Falls Lake - a closer look
This past weekend, Lenny and I took our granddaughter camping at Falls Lake Recreation Area just outside of Raleigh. Falls Lake is not wilderness but what areas east of the Mississippi really are?
We camped at Rolling View and hiked eight miles of the Mountains-to-Sea Trail. I wanted to see the famous bridge that Friends of the MST built. See above.
I had done this section back in January 2010, when I was working on walking the whole MST. But by now it was all new to me. And besides, we were here at a different time of the year.
Here, the trail is on rolling hills lined with loblolly pines, white pines, and tulip trees. At several points, we came out to the lake and just stared. Way out in the distance, a boater motored across. But otherwise, there was no activity. On a beautiful Saturday, Earth Day no less, we had the trail to ourselves.

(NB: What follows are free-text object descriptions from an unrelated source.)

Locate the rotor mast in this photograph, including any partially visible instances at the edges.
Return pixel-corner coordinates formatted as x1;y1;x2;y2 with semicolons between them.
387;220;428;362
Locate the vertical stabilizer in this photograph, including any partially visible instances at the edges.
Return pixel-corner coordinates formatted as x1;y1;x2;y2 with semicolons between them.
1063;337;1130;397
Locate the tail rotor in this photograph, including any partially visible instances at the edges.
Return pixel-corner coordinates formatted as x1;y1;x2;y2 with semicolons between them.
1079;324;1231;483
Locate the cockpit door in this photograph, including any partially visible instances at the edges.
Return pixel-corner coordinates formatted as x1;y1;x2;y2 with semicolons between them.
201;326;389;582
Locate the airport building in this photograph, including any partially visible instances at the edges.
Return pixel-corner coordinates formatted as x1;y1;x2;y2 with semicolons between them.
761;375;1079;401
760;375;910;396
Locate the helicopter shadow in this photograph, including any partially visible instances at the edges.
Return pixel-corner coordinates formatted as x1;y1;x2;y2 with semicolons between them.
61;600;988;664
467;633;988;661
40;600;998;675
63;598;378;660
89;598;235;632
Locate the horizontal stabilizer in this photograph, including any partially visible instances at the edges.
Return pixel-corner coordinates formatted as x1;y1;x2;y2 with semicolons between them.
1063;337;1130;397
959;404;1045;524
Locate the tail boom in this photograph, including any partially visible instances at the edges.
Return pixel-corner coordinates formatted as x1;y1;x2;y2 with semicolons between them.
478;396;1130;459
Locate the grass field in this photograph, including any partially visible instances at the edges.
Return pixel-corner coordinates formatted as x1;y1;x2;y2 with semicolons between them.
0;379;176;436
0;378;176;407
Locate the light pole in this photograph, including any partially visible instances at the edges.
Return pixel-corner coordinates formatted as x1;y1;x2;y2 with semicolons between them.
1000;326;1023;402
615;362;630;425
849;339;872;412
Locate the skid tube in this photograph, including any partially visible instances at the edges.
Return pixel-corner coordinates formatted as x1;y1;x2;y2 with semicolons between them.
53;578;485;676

The Army Corps of Engineers finished the dam on the Neuse River in 1981, creating Falls Lake. People who lived around the river, had to move out and left many modern artifacts. We came across bricks and a modern barbecue grill. On other sections around Fall Lake, homes and tobacco barns have been left.
The land seemed to have restored itself. With just a cursory look at the scenery, you might call it scrub. But with a child, you look closer and you stop at everything.
Children love lists. On the hike, we made a list of all the wildlife we saw:
Toads, butterflies, caterpillars, a box turtle, centipedes, grasshoppers, spiders, robins, sparrows, crows, mocking bird and a lone sandpiper around the bridge.
We heard a woodpecker and swatted at lots of gnats - yes, we counted gnats. I also saw a deer leap across the road through the campgrounds.
This is an impressive list, given that the land has only had a chance to recuperate for about 30 years.
Flowers were harder to identify. Bluets were huge, compared to those in the mountains. Blue-eyed grass and blackberry flowers were plentiful. I just identified this lily as an Atamasco lily. From the website, I learned that
Rafts of lovely white atamasco lilies announce the arrival of spring in moist open woodlands, meadows and along country roads throughout the southeastern U.S. from Virginia to Mississippi and the northern half of Florida.
I won't find this lily in the mountains.
But what is the other flower, here to the right?
Can anyone help identify it?
We reached the bridge over a finger of the Lake, a beautiful arched bridge, built by Friends of the MST volunteers. Before the bridge, long-distance hikers had to walk about five extra miles around the water. On the other side of the bridge is an island leading to a series of boardwalks.
There's a lot of water between boardwalks. There's been a lot of rain lately and the area is flooded. Word has it that the task force will fill in with more boardwalks. We had lunch at the bridge and walked back.